Katerina sat down at the kitchen table and started to cry.
“Look, he’s only going to be here a little while, but all those other men are around all the time,” she sighed when she regained her composure. “I just started to feel sorry for him – he is a totally nemodny-parasite-unitaz, of course, but Grisha disappeared and I don’t have it in me to start again with...”
“Yeah, but you really can’t live with somebody like him, Katerinka,” Katya said, her face now fully illuminated by an inner lamp of feminine astonishment. “You could feed an ordinary man for a good 300 days with the money from that ointment! He’s no Christ now is he! And we’re not Jewish women! And on top of that, if the inspectors come and see him reading, then no one will be able to protect you anymore – you’re an Estonka. Do you want to be hauled off to the old metro to die, too?”
“The metro?...” Katerina exclaimed. “I’ve served the tsardom honestly my whole life, I’ve never even read newspapers in the toilet…”
She cried like a prostitute or a train-station pianist. How, oh how she needed a Grigory in her life; a little aranzhirovchik of everyday affairs, who would tell her what is good and what is bad and what the point of life is, give things the right tone and always pull a suitable sum of money out from under the piano cover! Now her entire life was a mess again, like France Boulevard in Pskov after the opening ceremony.

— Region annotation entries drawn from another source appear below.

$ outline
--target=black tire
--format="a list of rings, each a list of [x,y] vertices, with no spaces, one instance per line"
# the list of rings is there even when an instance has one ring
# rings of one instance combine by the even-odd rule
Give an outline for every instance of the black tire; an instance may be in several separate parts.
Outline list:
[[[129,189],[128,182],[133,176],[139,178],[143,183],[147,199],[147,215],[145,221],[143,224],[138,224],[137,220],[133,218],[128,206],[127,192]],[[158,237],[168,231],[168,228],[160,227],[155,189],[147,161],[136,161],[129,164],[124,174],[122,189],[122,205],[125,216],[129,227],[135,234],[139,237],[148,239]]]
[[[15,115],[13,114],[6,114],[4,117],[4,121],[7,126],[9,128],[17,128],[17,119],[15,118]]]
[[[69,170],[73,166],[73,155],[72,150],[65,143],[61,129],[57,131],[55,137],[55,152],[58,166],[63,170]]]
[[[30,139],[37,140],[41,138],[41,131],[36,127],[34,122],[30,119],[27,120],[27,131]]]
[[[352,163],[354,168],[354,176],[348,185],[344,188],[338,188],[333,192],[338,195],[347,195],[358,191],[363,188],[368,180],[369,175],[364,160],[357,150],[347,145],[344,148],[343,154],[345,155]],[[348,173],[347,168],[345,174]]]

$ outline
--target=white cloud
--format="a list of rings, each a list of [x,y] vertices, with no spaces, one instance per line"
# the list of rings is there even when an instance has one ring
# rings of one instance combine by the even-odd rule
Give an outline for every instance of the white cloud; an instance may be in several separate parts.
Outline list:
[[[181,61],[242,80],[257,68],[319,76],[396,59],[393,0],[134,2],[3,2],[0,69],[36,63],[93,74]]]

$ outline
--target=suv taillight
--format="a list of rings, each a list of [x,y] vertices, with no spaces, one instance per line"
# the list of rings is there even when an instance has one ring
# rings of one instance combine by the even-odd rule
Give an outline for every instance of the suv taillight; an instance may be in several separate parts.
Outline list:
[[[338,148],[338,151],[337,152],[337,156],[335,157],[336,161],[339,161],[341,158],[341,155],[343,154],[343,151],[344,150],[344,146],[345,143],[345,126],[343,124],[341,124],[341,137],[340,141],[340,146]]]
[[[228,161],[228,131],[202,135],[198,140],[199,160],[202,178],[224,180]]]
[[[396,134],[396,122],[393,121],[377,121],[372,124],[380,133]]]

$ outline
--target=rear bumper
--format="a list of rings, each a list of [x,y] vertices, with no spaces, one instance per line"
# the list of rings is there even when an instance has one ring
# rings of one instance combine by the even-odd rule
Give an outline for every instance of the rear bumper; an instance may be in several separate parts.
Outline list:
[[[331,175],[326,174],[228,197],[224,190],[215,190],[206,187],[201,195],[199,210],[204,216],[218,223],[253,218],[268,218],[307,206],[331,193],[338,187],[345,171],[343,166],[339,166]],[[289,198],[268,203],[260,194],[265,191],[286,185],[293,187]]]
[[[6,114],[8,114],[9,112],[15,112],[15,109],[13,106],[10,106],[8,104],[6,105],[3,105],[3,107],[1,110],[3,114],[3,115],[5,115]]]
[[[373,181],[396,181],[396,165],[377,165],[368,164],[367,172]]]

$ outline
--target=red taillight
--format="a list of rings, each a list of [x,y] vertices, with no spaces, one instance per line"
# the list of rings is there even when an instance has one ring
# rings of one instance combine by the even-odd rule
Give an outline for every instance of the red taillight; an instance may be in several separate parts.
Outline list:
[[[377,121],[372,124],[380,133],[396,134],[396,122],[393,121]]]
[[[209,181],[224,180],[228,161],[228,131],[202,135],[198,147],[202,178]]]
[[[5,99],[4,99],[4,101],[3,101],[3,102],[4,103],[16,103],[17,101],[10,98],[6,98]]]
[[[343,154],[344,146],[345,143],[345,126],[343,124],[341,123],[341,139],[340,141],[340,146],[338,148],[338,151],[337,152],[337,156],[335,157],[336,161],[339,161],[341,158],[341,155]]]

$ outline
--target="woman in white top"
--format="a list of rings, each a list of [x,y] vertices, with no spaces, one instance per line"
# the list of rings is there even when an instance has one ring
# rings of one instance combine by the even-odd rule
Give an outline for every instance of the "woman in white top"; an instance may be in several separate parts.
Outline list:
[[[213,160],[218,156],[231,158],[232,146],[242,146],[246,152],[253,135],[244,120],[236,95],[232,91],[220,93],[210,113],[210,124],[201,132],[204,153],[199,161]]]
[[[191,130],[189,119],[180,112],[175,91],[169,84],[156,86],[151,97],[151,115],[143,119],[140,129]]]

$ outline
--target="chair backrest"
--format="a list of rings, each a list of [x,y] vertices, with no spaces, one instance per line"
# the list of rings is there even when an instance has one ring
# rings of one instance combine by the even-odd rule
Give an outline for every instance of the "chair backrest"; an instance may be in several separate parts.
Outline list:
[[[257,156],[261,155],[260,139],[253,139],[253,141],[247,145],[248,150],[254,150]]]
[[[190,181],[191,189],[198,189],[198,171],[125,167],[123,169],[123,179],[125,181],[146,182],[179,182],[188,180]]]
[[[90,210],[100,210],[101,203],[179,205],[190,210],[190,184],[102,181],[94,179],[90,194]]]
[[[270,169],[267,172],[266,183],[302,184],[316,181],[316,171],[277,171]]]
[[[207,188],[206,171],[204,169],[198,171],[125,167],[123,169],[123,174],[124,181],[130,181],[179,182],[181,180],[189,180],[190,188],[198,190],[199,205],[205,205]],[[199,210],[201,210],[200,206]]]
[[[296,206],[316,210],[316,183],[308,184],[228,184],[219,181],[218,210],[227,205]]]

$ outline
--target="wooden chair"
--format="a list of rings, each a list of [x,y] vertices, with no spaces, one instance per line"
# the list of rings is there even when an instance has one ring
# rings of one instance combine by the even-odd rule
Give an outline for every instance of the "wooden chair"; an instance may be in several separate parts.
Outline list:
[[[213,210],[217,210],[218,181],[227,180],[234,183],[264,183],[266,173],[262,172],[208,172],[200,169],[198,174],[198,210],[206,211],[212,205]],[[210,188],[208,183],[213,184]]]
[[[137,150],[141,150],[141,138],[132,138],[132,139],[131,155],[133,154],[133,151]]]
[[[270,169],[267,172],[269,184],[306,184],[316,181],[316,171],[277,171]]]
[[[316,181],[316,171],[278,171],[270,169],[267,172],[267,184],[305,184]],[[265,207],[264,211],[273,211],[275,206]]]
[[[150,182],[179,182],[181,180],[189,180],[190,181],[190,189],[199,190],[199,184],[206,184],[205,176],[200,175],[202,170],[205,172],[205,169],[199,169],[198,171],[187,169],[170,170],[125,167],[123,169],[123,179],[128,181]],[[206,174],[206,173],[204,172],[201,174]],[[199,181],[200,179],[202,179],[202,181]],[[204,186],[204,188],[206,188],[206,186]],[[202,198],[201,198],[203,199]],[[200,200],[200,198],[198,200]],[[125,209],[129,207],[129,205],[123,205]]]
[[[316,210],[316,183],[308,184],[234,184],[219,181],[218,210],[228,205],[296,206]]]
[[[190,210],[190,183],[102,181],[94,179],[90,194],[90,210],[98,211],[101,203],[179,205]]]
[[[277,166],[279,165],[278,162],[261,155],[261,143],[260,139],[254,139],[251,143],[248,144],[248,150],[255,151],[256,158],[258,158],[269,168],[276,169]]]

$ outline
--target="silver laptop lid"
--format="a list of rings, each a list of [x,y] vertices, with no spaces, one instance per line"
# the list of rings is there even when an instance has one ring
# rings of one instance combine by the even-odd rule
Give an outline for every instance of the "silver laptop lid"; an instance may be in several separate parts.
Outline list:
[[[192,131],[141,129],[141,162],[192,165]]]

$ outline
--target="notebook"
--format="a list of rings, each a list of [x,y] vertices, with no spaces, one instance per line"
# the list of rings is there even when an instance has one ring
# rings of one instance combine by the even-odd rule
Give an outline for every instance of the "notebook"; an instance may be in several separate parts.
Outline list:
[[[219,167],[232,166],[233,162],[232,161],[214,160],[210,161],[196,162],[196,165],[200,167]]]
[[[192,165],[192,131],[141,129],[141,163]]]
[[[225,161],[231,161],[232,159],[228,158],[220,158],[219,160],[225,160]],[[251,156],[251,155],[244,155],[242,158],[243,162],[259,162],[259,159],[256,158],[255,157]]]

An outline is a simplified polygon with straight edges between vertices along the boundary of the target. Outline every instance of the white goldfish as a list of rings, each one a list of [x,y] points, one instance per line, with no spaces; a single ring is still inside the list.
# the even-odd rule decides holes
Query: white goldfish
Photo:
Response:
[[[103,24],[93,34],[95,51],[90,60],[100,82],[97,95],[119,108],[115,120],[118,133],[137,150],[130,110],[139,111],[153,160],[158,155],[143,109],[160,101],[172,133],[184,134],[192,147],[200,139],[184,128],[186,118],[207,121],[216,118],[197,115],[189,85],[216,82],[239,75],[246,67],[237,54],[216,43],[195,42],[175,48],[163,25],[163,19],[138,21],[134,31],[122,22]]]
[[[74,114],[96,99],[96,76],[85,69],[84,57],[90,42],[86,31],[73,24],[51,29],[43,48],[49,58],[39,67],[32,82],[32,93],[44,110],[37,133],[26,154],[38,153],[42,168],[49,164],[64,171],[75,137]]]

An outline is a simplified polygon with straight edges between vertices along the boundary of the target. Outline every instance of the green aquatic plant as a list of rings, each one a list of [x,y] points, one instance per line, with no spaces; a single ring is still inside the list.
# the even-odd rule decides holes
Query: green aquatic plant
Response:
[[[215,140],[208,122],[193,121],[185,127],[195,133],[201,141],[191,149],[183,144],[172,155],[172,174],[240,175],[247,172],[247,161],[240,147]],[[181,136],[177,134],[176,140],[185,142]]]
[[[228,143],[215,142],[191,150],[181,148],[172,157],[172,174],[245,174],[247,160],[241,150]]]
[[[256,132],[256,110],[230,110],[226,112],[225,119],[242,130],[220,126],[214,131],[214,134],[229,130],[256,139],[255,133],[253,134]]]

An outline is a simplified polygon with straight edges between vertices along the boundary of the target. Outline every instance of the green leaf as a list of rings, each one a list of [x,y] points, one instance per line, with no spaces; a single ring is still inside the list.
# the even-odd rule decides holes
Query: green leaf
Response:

Katya tried to think businesslike for a moment, just like she did at the factory whenever the workmen came to gripe again about not having this or that. She would usually have all of them display their tools to her, and they’d realise there was actually no basis for demanding anything extra and that all the right conditions for drudgery had been established. Katya attempted to formulate her developing viewpoint:
“There has got to be some place that’s safer and better for him. There’s nothing wrong with your place either, of course, but you can’t even compare your apartment to a communal one. But listen, Katerinka – what if we maybe take him to the museum?”
Katerina shot to her feet, her eyes glinting strangely like a house’s last night light tossed into a pond.
“Yes!” she exclaimed after a minute-long silence, her voice cracking.
The women composed themselves and returned to the living room. Gogol had gone into the toilet again, and all the bread that had been on the table was packed into little balls. The two friends began quietly packing what they would need.